It would be hard to argue that the bible actively promotes same-sex marriage, but I think you could reasonably argue that it says nothing on the subject and so leaves it for the church/community to decide.

There are places where the bible gives guidance for heterosexual marriages, but that doesn't necessarily mean that all other marriages are prohibited. Most people are heterosexual, so it makes sense that the bible would talk about marriage in a heterosexual context.

There are also several verses that condemn gay sex, but I think you could make the case that it's not talking about the types of loving, committed gay relationships that we have in mind today.
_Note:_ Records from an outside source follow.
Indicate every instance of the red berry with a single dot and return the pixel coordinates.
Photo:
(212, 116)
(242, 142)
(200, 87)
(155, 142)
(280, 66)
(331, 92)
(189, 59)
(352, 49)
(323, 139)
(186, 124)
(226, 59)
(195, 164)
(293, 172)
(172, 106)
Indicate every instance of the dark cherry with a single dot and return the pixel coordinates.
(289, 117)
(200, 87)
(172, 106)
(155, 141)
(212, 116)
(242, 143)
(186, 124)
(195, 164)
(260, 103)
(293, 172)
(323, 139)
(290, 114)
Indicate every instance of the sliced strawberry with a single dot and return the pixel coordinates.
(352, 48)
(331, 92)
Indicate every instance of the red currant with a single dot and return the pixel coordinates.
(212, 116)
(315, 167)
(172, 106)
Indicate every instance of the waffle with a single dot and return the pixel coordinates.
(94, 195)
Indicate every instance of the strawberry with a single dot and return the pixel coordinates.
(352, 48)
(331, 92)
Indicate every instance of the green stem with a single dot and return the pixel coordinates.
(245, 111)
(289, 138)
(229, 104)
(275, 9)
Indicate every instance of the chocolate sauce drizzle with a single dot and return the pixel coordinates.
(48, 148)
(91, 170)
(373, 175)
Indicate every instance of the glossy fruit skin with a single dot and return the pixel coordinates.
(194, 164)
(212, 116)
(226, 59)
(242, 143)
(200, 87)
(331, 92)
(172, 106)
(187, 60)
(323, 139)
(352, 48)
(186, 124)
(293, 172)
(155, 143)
And also, even if gay sex is forbidden, you could still hold that gay couples are allowed to get married and adopt children, but that they should remain celibate. That's rough, but Christians commonly hold that heterosexuals aren't supposed to have non-procreative sex either. For comparison, the American Jewish Conservative movement holds that male-on-male anal sex is biblically prohibited, but all other aspects of gay relationships are permitted. And even though the sexual act is forbidden, it's also forbidden to invade someone's privacy by questioning whether they're doing it.


> It would be hard to argue that the bible actively promotes same-sex marriage, but I think you could reasonably argue that it says nothing on the subject and so leaves it for the church/community to decide.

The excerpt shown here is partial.